I recently attended the 2019 Wyoming Governor’s Business Forum where my goal was to walk away with great ideas from the various sessions and write an article perhaps geared toward business strategies, support of local businesses, or even the state’s changing demographics. The keynote speakers were some of the finest I’ve heard. There were informative panel discussions featuring well known authors, consultants and government officials. There were plenty of networking opportunities with key stakeholders and community leaders. But just as I planned for a traditional story, my plan went out the door. BOOM. In front of me was one of the greatest stories I never expected. I was drawn in immediately by the panel’s honesty, integrity, humor and smarts. Yes, this group was wise beyond their years and the audience knew it. At the end of the session, like a good concert, I wanted it to go on. “Please don’t stop” I said. “I am enjoying this too much!” Did I hear this group correctly or had I fallen asleep from the high carb lunch and was dreaming?
For 45 minutes, our audience had the pleasure of listening to some of Wyoming’s best: 8 youth leaders on their views about the next 20 years in Wyoming and what their generation of workers need to succeed. I walked away in awe of their wisdom, their commitment, but most of all, their truths.

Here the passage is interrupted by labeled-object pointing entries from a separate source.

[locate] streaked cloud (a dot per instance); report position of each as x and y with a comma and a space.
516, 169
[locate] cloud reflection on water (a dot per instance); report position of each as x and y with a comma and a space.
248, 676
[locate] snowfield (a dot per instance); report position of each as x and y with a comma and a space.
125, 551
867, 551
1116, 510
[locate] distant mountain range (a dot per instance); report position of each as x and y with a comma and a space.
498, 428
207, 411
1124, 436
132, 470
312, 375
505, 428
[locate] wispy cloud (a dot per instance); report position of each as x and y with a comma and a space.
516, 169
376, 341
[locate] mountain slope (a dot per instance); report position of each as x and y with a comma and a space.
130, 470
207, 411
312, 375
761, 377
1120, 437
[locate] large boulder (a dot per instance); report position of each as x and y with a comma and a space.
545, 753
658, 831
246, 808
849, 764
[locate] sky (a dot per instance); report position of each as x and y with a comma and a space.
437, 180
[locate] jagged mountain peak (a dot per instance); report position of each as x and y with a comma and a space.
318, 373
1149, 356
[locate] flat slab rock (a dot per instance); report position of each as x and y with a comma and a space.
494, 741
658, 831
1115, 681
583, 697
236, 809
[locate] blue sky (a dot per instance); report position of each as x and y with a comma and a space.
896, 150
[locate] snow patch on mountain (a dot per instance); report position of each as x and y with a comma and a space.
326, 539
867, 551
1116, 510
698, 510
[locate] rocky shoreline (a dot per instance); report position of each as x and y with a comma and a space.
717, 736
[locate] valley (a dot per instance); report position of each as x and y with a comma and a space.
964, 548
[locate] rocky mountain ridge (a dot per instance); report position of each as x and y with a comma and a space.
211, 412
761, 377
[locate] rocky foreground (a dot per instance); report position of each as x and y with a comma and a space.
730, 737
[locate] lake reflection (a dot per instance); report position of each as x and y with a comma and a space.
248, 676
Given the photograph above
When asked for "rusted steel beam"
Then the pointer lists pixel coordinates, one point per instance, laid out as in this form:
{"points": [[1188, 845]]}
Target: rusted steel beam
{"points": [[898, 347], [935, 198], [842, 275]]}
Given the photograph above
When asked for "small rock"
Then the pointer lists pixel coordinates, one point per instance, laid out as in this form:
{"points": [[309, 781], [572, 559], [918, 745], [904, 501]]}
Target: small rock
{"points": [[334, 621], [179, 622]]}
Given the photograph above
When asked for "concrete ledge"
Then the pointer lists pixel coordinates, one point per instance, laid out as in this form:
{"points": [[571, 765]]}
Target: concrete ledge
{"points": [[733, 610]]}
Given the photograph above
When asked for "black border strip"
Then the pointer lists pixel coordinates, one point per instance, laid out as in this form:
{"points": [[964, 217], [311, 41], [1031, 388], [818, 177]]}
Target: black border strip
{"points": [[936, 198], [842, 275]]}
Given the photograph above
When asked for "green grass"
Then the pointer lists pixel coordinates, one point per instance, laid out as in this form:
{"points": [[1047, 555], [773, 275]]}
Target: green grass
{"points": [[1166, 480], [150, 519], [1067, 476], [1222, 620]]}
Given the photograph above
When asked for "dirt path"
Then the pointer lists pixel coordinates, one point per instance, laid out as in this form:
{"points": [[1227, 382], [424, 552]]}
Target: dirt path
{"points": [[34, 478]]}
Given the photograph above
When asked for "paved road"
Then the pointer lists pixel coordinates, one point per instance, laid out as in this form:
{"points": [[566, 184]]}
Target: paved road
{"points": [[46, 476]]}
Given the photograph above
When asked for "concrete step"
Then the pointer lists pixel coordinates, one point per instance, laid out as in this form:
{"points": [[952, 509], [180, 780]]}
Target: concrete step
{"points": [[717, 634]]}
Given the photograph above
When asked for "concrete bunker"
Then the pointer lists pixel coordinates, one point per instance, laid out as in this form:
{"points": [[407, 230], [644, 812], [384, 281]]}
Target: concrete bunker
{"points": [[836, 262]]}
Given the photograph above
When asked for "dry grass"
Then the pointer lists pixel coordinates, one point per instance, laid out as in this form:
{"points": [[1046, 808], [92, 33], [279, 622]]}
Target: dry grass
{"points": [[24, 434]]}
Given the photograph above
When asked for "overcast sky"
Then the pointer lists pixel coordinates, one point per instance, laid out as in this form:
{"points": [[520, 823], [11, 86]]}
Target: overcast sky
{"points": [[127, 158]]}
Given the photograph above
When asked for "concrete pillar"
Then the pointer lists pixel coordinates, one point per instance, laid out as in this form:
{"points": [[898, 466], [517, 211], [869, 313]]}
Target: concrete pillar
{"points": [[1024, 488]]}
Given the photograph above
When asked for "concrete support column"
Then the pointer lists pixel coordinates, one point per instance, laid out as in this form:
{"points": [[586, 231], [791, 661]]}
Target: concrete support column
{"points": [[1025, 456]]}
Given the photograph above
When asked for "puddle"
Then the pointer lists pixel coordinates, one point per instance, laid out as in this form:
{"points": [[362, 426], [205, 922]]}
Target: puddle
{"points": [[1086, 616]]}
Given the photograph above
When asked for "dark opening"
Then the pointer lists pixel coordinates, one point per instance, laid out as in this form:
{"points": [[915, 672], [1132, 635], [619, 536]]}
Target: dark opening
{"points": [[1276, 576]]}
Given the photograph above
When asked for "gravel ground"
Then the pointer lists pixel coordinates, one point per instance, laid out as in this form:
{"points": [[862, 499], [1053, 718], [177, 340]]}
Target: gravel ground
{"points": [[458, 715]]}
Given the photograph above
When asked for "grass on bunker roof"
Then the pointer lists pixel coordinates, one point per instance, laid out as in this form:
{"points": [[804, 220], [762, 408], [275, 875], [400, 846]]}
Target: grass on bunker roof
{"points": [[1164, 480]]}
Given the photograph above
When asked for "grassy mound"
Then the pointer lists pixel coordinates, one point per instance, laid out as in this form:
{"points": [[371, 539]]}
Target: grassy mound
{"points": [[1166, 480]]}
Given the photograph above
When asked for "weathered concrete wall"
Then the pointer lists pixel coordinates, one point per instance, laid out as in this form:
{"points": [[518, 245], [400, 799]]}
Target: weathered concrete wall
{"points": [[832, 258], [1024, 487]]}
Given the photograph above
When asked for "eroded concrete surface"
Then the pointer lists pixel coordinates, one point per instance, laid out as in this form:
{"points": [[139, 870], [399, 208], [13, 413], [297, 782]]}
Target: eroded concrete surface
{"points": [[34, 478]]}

Meet Wyoming’s newest leaders. Meet Wyoming’s tomorrow. Wyatt, Gracelyn, Tanner, Jacob, Kayla, Heidi, Kaci and Rudy. These 8 students, as well as many other students throughout our Wyoming schools, will make Wyoming a greater state because they are a part of it. And they want to stay. Now yes, some have desires to pursue more diverse or specialized career paths and those choices will most likely take them out of state for education, post education and job opportunities, but many of these students are from families of third and fourth generation ranchers, farmers and welders who want to stay. Some of these students are the first in their families to attend and graduate from two- and four-year degree programs. Just like their families, they want to do great things in their communities and put their mark on the world. They think openly and wisely about the future of their state. They don’t mince words either. As my father would say, “I calls it as I sees it.” Articulate? Yes. Honest and humbled? Yes. Listening to these empowered young men and women struck me in a way I never expected. Many stories have since been written about these students since the conference ended. I like to refer to them as the Elite 8. Story angles range from exposing elementary and junior high students to various career pathways, to showing them jobs that are outside of the typical careers — like doctors, lawyers and teachers. Other angles talk about the need for these students to move out of Wyoming because of low job pay or opportunity. Regardless of other storylines and angles, what stood out about this group for me was their ability to articulate what they want in life, what is important to them and how they plan to get there.
I’ve been to many conferences and conventions in my day and I’ve heard my fair share of keynotes and guest speakers. But this November day, we listened to a handful of empowered young men and women who want to succeed and to shape the future of their state while leaving a legacy of their own in Wyoming.
So, kudos to the teachers, counselors, parents and siblings who encouraged these fine individuals at an early age to believe in themselves, to work hard, to have a voice and to cherish their state. After hearing their discussion, it was inevitable that the title of this Align Angle was no longer about how we can develop and retain good workers in our community to Wyoming’s Elite 8. Shaping the Future of our State, One Voice at a Time.